Under its contract with the Air Line Pilots Association International (ALPA), the union representing United pilots, United is required to remove seats from its larger regional jets if it furloughs pilots hired before the contract was signed.
United’s so-called “scope clause” agreement with its pilots limits the number of seats on regional jets in proportion to mainline jets. Mainline pilot unions have alway been concerned that United will slowly try to replace its well-paid workers with an increasing number of low-paid regional jet pilots by enlarging the size of so-called “regional” jets.
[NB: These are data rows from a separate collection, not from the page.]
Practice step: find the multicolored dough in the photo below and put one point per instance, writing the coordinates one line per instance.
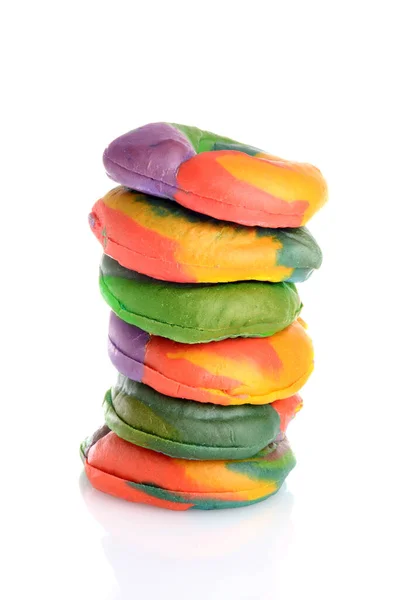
(166, 241)
(230, 372)
(216, 176)
(117, 467)
(192, 430)
(194, 313)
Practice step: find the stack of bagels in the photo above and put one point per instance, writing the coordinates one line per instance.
(203, 241)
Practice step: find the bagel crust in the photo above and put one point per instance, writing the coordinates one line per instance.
(125, 470)
(216, 176)
(166, 241)
(228, 372)
(196, 313)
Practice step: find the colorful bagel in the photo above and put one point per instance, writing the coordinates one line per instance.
(194, 313)
(215, 175)
(230, 372)
(117, 467)
(166, 241)
(186, 429)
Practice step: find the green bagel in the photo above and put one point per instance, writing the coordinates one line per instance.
(188, 429)
(195, 313)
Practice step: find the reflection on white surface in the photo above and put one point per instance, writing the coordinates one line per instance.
(147, 548)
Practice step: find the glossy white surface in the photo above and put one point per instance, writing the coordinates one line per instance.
(313, 81)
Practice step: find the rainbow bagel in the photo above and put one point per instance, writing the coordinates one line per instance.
(194, 313)
(230, 372)
(117, 467)
(186, 429)
(215, 175)
(166, 241)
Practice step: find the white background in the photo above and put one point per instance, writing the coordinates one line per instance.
(314, 81)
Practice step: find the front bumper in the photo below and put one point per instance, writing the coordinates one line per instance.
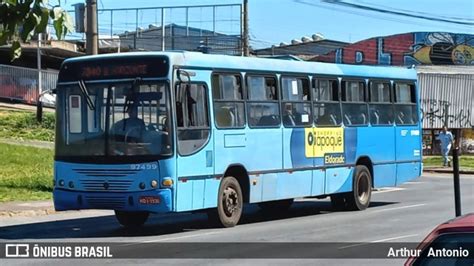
(124, 201)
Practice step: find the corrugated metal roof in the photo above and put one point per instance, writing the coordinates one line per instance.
(440, 88)
(449, 69)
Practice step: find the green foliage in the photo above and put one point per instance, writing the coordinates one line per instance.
(465, 162)
(26, 173)
(21, 19)
(23, 125)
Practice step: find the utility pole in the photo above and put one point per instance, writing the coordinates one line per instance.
(39, 104)
(91, 31)
(246, 28)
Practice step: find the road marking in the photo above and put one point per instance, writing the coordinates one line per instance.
(172, 238)
(378, 241)
(383, 190)
(414, 182)
(399, 208)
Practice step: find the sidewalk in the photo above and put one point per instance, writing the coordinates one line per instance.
(447, 170)
(30, 208)
(31, 143)
(24, 107)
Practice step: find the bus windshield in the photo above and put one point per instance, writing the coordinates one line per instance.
(113, 120)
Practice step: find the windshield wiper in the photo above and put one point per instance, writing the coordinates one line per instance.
(85, 92)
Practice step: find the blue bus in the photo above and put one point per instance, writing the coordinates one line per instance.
(158, 132)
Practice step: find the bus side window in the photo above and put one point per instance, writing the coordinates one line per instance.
(354, 107)
(296, 103)
(228, 98)
(405, 104)
(263, 108)
(327, 111)
(192, 117)
(380, 106)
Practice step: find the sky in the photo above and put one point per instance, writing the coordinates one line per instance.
(274, 21)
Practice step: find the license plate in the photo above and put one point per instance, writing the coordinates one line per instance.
(149, 200)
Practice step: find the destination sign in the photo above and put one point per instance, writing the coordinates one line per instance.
(116, 67)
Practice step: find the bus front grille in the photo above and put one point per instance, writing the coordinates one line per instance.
(105, 185)
(106, 202)
(107, 172)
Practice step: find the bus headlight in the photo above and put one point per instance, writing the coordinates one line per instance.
(167, 182)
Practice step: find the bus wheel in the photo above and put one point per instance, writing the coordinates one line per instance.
(230, 202)
(359, 198)
(131, 219)
(276, 206)
(338, 201)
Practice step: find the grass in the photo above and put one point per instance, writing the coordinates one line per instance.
(465, 162)
(26, 173)
(22, 125)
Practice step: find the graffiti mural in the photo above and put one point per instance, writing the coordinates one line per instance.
(434, 110)
(431, 48)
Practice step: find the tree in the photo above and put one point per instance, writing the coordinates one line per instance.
(22, 19)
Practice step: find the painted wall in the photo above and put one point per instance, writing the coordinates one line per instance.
(431, 48)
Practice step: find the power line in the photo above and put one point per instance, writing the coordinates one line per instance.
(391, 12)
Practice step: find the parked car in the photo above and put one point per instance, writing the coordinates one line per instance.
(450, 243)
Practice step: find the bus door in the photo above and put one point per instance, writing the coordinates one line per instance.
(407, 135)
(195, 162)
(297, 121)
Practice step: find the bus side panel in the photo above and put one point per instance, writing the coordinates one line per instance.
(184, 199)
(338, 180)
(384, 175)
(264, 149)
(319, 179)
(378, 143)
(294, 184)
(408, 153)
(269, 187)
(408, 143)
(211, 191)
(407, 172)
(198, 194)
(256, 188)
This became a major sticking point during the last round of contract negotiations. The problem is hardly exclusive to United.
The removal of seats was completed last October and November. Now that United has avoided pilot furloughs and restored many grounded aircraft to service, all Embraer 175s will return to 76 seats starting in May.
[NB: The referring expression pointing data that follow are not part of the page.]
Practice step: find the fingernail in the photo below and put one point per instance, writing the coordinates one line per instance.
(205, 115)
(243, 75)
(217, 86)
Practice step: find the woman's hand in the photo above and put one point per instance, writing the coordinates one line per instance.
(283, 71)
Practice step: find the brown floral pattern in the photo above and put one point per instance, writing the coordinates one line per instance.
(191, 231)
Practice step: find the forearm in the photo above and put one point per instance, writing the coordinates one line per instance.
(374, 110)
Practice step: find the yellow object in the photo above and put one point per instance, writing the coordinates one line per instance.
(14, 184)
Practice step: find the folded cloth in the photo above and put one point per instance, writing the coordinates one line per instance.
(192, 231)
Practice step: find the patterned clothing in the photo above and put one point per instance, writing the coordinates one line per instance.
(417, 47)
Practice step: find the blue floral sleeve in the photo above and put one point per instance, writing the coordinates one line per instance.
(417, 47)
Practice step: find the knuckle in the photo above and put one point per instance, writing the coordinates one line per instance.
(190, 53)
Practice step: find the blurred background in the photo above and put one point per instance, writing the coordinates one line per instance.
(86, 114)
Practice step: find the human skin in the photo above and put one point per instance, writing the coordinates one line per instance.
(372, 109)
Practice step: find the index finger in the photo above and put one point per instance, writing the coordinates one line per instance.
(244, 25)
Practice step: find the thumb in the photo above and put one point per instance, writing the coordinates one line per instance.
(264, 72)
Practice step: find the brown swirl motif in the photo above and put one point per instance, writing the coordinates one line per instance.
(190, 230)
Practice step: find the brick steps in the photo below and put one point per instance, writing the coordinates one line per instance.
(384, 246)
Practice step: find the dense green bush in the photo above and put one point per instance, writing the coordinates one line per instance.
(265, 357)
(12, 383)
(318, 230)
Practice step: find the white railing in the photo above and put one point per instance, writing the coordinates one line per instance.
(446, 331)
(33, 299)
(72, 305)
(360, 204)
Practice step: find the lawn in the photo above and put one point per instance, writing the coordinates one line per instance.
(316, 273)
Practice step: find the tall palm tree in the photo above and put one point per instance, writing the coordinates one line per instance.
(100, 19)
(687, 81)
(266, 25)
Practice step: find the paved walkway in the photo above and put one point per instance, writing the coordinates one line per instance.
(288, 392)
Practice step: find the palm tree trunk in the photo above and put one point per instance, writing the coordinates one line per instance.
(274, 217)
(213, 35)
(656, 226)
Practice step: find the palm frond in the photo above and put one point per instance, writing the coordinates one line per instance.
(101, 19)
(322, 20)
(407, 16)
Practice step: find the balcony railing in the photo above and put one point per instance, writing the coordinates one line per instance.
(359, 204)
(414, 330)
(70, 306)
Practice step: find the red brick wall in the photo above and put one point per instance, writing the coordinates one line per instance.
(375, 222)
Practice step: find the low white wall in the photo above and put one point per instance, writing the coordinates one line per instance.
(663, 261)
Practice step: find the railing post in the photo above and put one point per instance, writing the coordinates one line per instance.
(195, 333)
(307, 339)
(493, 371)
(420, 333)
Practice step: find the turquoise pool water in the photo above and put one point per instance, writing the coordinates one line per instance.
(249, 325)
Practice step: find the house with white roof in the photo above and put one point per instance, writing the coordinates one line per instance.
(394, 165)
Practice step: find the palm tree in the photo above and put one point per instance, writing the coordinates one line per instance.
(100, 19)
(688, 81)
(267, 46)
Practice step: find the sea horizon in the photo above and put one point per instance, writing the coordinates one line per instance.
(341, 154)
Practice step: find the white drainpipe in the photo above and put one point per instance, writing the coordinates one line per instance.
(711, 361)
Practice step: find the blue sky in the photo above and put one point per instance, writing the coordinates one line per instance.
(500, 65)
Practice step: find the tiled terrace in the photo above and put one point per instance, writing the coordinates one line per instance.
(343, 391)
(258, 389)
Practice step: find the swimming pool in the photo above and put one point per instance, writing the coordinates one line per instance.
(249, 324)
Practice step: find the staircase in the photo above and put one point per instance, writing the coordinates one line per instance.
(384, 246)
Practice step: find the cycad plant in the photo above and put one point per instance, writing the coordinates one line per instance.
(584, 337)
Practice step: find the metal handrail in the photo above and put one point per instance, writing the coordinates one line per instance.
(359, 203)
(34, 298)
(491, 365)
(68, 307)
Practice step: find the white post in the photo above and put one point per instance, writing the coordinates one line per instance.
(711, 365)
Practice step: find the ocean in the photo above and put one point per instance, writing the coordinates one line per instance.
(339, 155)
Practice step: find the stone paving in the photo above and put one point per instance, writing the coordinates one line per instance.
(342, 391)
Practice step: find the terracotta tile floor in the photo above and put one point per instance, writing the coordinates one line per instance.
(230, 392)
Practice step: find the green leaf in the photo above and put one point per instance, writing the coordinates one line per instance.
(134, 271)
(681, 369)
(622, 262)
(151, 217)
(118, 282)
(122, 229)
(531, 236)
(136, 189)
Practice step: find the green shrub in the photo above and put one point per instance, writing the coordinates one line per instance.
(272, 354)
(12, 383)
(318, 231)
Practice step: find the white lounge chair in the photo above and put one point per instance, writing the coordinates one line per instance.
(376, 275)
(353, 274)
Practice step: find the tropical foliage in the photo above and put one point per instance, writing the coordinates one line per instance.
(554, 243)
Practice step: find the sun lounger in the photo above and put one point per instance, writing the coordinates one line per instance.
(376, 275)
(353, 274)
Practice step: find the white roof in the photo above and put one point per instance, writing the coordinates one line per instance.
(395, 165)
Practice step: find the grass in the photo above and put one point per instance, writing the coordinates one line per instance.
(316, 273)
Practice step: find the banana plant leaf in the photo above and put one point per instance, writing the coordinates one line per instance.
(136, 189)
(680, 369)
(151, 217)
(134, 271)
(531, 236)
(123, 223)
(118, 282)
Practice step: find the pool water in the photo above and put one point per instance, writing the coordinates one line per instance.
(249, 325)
On some E175s United simply removed six seats in the rear of the aircraft. On others, it not only removed seats but spaced them out to add an extra row of EconomyPlus, United’s extra legroom economy class product. Until June, only 70 seats will be sold in case of last-minute equipment swaps.
CONCLUSION
With a healthy rebound in domestic travel, United is contractually able to re-add six seats to its regional jets. This process will begin next month and be completed by early June.
> Read More: Why United Airlines Is Removing Seats From Its Regional Jets
image: United
@ Matthew — Another waste of taxpayer money,
Removing and adding seats seems like a waste of money. Why can’t United just not sell the seats?
Save money and leave ’em out! Seriously, when you obsess over one thing, you lose track of everything else. Like ancillary costs involved with this sort of penny pinching.
It is contractually required. UA had to remove seats to comply with a scope clause that said if mainline flying went below X then they could only have X number of 76 seater aircraft. It is a tool for the pilots to ensure that UA doesn’t replace mainline flying with express flying.
Gene, the money from the goverment went to pay employees, it didn’t go to other things. The loans might have but UA will have to pay that back.
@stogieguy7
It really isn’t that much money, just the labor to put 3 rows of seats back in. Maybe 2 or 3 hours max per aircraft and it can be done in house. Probably worth it for the extra revenue.
ALPA should have never given up 50+ seating period. Surely there was a point somewhere in the “ether” that ALPA and management could agree on a wages level that makes 50-80 seats profitable. It seems a strategic error on ALPA’s part to give that flying up.
Check out the guy who got kicked off a WN flight at BWI for not masking “between bites” while he was eating candy. Looks like a good story for a post.